Mit einem Festakt in der Alten Börse Leipzig hat der Hartmannbund am 14. September 2025 sein 125-jähriges Bestehen gefeiert. Am historischen Gründungsort würdigten Vertreter aus Politik und Gesundheitswesen sowie andere die Rolle des Verbandes als Stimme der Ärzteschaft. Zugleich warfen sie einen kritischen Blick auf die Geschichte des Bunds und die Herausforderungen der Zukunft.
Aufarbeitung der NS-Vergangenheit: Kein Verdrängen mehr
Unter dem Motto „Von der Leipziger Idee zur gesamtdeutschen Stimme der Ärzteschaft“ stand nicht nur der Blick zurück im Fokus. Neben der feierlichen Würdigung der Gründung durch Hermann Hartmann im Jahr 1900 wurden auch unbequeme Kapitel der Verbandsgeschichte aufgearbeitet. Insbesondere die Rolle während der NS-Zeit. Der Vorsitzende des Hartmannbundes, Dr. Klaus Reinhardt, sprach sich für eine konsequentere historische Aufarbeitung aus. Bisher sei die NS-Vergangenheit nicht ausreichend beleuchtet worden. In einer Rede betonte er, dass der Verband sich zu seiner Verantwortung bekennen müsse. Eine vom Hartmannbund in Auftrag gegebene Untersuchung soll dabei helfen. Der Medizinhistoriker Prof. Dr. Heiner Fangerau stellte erste Ergebnisse vor und machte deutlich: Der Verband war kein Opfer, sondern habe in der NS-Zeit aktiv ausgegrenzt – insbesondere jüdische und nicht-arische Ärzte.
Gesundheitssystem im Umbruch: Mut zur Reform
Neben der kritischen Rückschau standen aber auch aktuelle gesundheitspolitische Fragen im Mittelpunkt. Prof. Dr. Hendrik Streeck, Bundestagsabgeordneter und Drogenbeauftragter der Bundesregierung, rief zu einer grundlegenden Reform des Gesundheitssystems auf. Gesundheit sei zunehmend zur Ware geworden, das System funktioniere nicht mehr gerecht. „Wir müssen an die Wurzel gehen“, so Streeck. Er forderte eine ehrliche Debatte über den sinnvollen Einsatz von Ressourcen und warnte vor einer „Vollkasko-Mentalität“ in der medizinischen Versorgung.

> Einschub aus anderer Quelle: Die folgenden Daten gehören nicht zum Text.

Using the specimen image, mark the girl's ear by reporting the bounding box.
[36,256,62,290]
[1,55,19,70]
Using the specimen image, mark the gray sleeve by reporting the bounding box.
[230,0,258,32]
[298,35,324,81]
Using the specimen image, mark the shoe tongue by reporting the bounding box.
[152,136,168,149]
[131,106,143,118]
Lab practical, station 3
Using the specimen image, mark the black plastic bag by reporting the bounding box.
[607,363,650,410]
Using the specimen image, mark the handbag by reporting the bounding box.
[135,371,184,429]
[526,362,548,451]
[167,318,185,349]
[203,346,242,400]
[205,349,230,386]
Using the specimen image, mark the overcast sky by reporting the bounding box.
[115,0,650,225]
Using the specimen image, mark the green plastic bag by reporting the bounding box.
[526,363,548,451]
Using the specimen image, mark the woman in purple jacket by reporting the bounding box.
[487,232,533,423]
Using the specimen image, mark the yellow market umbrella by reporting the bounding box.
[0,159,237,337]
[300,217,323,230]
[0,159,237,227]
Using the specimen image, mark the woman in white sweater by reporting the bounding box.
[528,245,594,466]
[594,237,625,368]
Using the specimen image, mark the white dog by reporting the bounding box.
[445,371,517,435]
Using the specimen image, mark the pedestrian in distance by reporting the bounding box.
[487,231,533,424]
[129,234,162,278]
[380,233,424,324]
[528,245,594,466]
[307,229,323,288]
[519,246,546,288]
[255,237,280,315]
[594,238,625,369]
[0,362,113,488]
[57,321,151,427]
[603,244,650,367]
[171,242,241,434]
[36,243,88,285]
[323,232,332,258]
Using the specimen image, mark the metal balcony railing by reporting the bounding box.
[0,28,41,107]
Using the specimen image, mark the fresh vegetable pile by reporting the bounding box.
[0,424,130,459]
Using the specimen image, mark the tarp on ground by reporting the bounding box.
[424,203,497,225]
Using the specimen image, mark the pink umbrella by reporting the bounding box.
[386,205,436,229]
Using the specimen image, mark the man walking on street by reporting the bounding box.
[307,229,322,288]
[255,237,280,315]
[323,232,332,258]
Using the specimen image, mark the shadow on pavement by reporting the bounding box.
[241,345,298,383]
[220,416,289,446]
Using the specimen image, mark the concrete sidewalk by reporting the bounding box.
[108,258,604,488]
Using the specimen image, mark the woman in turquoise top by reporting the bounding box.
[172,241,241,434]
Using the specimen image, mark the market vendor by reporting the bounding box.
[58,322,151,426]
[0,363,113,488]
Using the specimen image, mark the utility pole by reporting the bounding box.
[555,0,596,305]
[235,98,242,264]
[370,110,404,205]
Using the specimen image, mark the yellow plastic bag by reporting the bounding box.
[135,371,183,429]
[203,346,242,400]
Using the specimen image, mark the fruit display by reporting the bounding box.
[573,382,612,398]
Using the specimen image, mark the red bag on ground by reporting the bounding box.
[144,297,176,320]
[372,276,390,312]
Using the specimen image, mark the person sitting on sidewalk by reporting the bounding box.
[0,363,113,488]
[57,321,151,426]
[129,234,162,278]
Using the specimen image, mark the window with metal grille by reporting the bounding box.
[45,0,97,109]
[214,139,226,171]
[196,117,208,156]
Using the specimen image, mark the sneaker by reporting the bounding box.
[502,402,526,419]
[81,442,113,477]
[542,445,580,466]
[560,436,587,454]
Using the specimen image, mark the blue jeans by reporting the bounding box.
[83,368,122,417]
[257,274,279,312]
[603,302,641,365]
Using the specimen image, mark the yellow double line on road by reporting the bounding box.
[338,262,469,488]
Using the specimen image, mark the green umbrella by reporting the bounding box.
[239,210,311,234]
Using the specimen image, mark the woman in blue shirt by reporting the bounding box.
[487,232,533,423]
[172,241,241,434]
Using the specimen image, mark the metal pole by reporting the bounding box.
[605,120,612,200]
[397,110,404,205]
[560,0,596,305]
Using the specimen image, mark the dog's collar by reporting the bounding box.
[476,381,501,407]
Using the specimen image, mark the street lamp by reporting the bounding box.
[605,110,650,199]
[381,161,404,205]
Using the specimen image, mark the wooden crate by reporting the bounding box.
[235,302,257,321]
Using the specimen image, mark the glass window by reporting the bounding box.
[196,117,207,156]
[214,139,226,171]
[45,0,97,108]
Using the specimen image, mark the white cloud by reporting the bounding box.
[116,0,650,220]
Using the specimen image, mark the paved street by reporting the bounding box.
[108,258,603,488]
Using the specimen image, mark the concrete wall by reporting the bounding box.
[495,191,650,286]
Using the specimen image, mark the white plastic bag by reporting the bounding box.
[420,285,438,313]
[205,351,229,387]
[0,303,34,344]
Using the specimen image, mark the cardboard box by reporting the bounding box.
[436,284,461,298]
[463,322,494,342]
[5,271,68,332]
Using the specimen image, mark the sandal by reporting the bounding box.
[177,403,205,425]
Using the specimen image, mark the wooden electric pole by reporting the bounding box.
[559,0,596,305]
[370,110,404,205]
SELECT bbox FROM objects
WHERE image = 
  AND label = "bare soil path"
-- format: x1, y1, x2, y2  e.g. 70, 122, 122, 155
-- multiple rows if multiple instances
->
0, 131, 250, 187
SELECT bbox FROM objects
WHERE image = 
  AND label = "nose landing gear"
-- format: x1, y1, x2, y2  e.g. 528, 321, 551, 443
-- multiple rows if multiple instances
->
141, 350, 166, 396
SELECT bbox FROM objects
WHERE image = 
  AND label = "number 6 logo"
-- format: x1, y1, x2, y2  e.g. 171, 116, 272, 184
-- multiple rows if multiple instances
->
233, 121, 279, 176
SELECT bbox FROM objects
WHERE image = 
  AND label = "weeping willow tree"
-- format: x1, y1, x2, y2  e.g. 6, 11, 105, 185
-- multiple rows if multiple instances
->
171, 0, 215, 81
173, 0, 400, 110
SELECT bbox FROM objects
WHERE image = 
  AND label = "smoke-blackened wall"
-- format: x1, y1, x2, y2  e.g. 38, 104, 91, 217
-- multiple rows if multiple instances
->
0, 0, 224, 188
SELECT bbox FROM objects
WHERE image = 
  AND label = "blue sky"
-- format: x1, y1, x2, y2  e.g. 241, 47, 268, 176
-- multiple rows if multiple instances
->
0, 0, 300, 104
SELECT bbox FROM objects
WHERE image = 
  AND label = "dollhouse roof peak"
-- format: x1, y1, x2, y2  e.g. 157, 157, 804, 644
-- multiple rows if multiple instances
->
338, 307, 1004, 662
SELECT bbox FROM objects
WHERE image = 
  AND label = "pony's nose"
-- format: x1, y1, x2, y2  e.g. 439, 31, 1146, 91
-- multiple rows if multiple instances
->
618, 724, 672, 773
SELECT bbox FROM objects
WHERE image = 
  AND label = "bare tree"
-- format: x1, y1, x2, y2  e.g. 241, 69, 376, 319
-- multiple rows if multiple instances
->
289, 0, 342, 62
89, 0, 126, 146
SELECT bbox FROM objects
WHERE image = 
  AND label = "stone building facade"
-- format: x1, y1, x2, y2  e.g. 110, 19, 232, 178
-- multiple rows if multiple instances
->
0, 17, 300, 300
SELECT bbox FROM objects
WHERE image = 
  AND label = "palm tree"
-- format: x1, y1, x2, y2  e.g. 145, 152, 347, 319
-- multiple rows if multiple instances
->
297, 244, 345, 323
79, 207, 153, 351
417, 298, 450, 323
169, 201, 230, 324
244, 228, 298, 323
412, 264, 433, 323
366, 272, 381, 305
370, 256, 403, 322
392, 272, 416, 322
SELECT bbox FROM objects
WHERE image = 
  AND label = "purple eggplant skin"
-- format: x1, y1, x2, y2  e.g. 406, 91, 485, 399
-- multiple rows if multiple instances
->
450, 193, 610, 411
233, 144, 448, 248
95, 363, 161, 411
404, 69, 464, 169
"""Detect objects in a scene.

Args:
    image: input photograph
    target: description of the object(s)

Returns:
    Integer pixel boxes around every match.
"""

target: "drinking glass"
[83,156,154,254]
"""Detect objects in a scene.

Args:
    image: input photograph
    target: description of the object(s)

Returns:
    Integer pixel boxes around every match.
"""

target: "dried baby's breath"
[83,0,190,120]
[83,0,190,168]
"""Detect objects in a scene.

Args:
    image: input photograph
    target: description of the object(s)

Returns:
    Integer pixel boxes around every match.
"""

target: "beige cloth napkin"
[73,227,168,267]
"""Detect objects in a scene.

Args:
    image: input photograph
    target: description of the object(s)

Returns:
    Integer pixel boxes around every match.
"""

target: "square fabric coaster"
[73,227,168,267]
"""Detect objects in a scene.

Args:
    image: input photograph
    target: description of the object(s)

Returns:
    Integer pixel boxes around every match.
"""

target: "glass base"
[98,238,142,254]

Mut, Zusammenhalt und Freiberuflichkeit waren wiederkehrende Themen des Festakts. Peter Klotzki, Hauptgeschäftsführer des Bundesverbands der Freien Berufe, hob die Rolle des Arztberufs als freier Beruf hervor und sprach sich gegen eine zunehmende Bürokratisierung aus. Gerade in Krisenzeiten brauche es starke Gemeinschaften statt Misstrauensverwaltung. Der sächsische KV-Vorsitzende Dr. Stefan Windau erinnerte an den Mut der Leipziger Bürger im Herbst 1989 und appellierte an die ärztliche Selbstverwaltung, sich offen für Reformen zu zeigen. Die ärztliche Versorgung dürfe nicht geistig verelenden, mahnte er mit Blick auf Hermann Hartmanns einstigen Einsatz gegen die wirtschaftliche Verelendung der Ärzteschaft.
Reinhardt betonte abschließend die Bedeutung des Verbands als berufsübergreifende Stimme: Die Freiberuflichkeit und der gemeinsame Wertekanon der Ärzteschaft seien Teil der „DNA des Hartmannbundes“. Man dürfe sich nicht in Einzelinteressen verlieren, sondern müsse das große Ganze im Blick behalten – auch angesichts der zunehmenden Herausforderungen im Gesundheitswesen.